It was a warm spring afternoon, the kind that comes between a crisp morning and a cool evening: perfect weather for gardening. Claire directed her thoughts toward fresh vegetables, salads, stir-fries, steamed and sauteed greenery. She laid out the seed packets on the kitchen table in front of her, taking in their colorful array -- pea pods, soybeans, bibb lettuce, zucchini, carrots, radishes, parsley, spinach, acorn squash, bell peppers in three colors. Her climate was too chilly for the pea pods and too warm for the acorn squash but she wanted to try them anyway; for the rest she had ideal conditions.

She opened the back door and went out onto the porch, looked at the rectangle of bare soil she'd cleared over the past two weeks, moving rocks, pulling up weeds, mixing fresh topsoil from the garden store with the natural clay and rocky ground. It was ready to plant. The door to the shed stuck, and inside it was too dark to see because her eyes had already adapted to the bright sunshine in the time it had taken her to walk from house to shed. She had to feel around for the tools. There was that one sharp digging tool, what was it called? Claire couldn't remember, and felt annoyed.

The sharpness of the tool, the darkness of the shed, and maybe also her annoyance reminded her of him -- she didn't want to think about him. One of the points of gardening was to not think about him. She tried to get her mind off that subject, but once that area of her mind had got started, it was hard to stop. Distraction worked best, she knew, so rather than continue in relatively futile attempts to control her own topic of thought directly, she tried a more roundabout method and got busier in her gardening. He was asleep, wouldn't wake up till it was dark. She had hours and hours left still.

Tools assembled, she closed the shed up again. She really wished she could remember the name of that tool. Every time she looked at it her thoughts went in that unwelcome direction. Unfortunately she couldn't just put it away, she needed it to dig. The spade was too large to make holes the proper size for the seeds. She could make the indentations with her hands, but sometimes the soil was too heavy, making it a better idea to use a tool; even through gloves her hands were a lot more sensitive than sharpened metal. To ward away the thoughts that came, Claire took a deep breath, smelling the fresh soil, the greenery around her, the warm spring air.

She wanted to feel alive. Gardening was good for that. The unreality of existence seeped into her over time, and planting seeds, being out in the air among life's potential and the full sensory array of her garden, brought reality back to her.
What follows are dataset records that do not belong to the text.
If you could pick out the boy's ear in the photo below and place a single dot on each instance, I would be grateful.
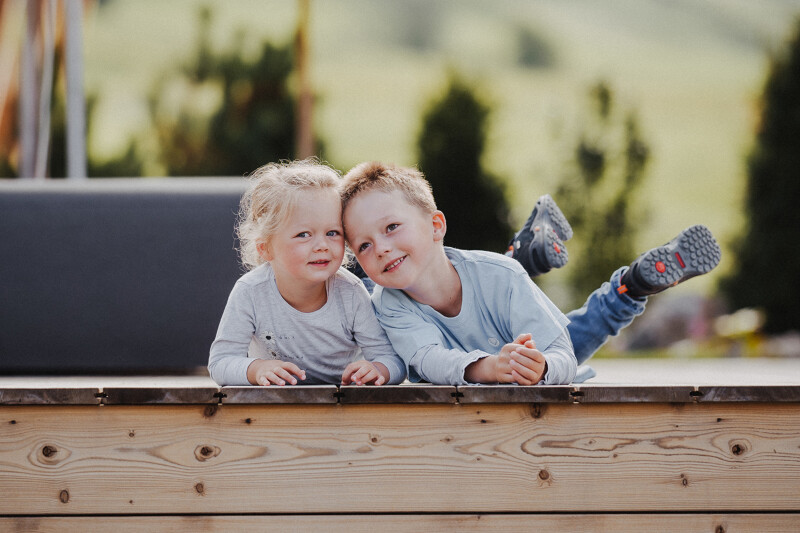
(439, 226)
(264, 250)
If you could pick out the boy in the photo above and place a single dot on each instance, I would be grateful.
(448, 312)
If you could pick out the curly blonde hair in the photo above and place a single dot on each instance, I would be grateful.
(270, 198)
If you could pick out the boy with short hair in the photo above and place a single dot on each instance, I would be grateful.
(458, 316)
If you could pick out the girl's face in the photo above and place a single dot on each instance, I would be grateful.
(308, 247)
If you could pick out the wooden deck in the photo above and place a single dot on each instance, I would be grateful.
(646, 444)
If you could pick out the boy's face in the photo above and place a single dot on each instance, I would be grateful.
(393, 240)
(308, 246)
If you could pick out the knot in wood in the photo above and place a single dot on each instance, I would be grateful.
(49, 451)
(204, 452)
(739, 448)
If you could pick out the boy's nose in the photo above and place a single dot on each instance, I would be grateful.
(382, 246)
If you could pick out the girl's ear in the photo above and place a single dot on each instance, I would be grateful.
(439, 226)
(264, 250)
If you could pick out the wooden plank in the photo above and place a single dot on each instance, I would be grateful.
(50, 396)
(514, 394)
(397, 394)
(400, 458)
(305, 394)
(713, 523)
(631, 393)
(754, 393)
(159, 395)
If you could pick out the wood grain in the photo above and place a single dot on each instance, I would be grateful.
(498, 458)
(711, 523)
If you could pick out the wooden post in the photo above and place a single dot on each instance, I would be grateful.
(45, 90)
(28, 94)
(304, 121)
(76, 104)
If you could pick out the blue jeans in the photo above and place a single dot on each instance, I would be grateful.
(604, 314)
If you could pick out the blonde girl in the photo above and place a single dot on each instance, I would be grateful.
(297, 316)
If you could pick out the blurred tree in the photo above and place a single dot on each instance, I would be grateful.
(768, 255)
(449, 150)
(597, 194)
(232, 115)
Claire dug a hole for the carrot seeds, sprinkled them inside, covered them over lightly and marked the carrot row with a rock, using a bit of instant glue to attach the seed packet to the rock securely. That was a temporary marker, she had permanent ones inside with ceramic vegetables on them, but she had to find them, they had been put away last fall she didn't remember where.
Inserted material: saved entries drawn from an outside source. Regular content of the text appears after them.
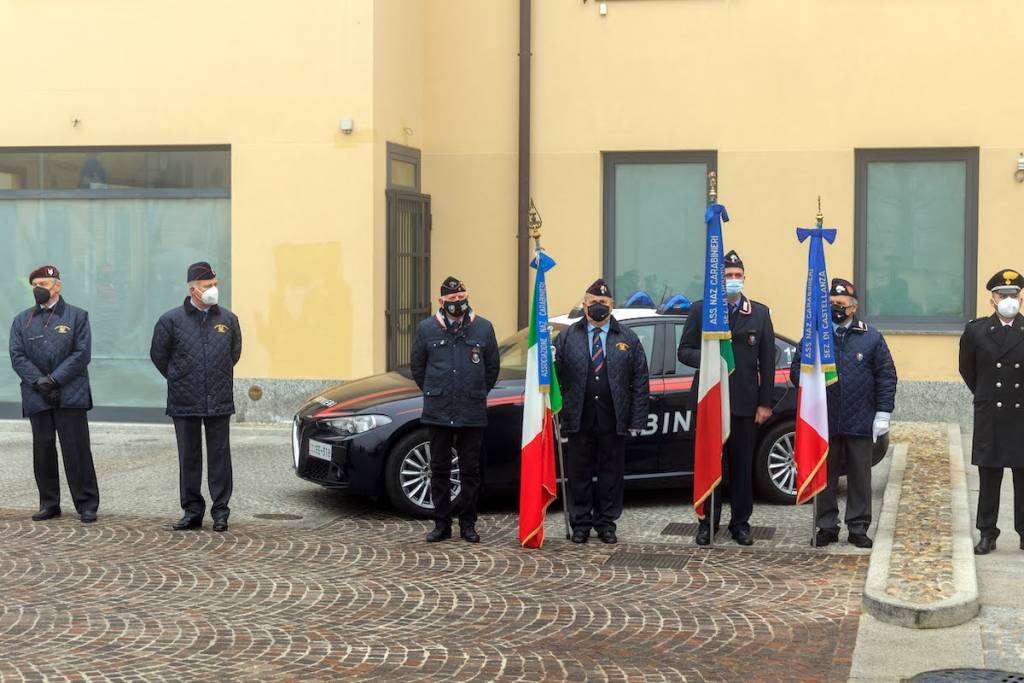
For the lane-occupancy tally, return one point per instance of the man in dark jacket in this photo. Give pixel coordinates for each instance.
(751, 386)
(50, 348)
(602, 374)
(196, 347)
(455, 363)
(860, 404)
(991, 363)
On the end of the row there was a weed growing. It had grown there fast, not visible three days earlier when she'd finished turning the earth for her garden. Claire touched the flexible green leaves delicately. She would kill it; it was a weed. It was still a living thing, and beautiful in its own way. Reaching down to the base of the weed, Claire pulled it up by the roots in a single stroke. She knew she did it beautifully. Now she thought of him and didn't even quite mind. The roots looked vulnerable: they were meant to be hidden, underground, and she'd exposed them to sight, to air. She smiled cruelly and dropped the weed to the grass outside the garden plot, then stabbed it with the unnamed gardening tool till it was in many pieces. Small wounds filled a foot-long area of the grass, but they'd fade quickly. Claire's heart beat a little faster, until she took two deep breaths.
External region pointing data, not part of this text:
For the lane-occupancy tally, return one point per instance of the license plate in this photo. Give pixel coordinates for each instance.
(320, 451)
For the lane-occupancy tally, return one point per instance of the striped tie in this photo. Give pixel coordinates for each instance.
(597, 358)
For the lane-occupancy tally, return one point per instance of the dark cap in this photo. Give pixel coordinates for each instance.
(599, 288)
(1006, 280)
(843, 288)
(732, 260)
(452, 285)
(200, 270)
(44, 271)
She got into a rhythm, making a hole in the damp soil, planting seeds, marking the row, opening a new seed packet, moving to the next. Blissfully, she managed not to think at all for hours. The time escaped her; she felt as though she were waking from an unremembered, but happy dream when she noticed she was on the last seed packet and the sun was low in the sky.

Claire looked directly at the setting sun. When it was nearly down, you could do that, she thought, look right at it; it was too bright the rest of the time. She remembered something from a book she'd read -- one he'd recommended. She didn't remember which book, but in one of them, the characters were watching a sunset, and just as it set in its final moments, it flashed green. She finished the row and watched the sun go down. He'd be waking up when it was gone. Gardening finished, a minute or less remained till night's beginning, a sliver of red, red sun above darkening horizon, pink streaks throughout the sky. It was beautiful, but it had nothing soothing in it for Claire. She watched for the green flash. The last red disappeared, and no green, just fading pink and spreading blue to blackness.

She smiled to herself as she put her tools away in the shed. She closed the shed, but hadn't put quite all of them away. Claire held the tool whose name she'd forgotten in her hand as she crossed the yard in the darkening twilight to the house. She could ask him its name. She fingered the sharp edge in anticipation.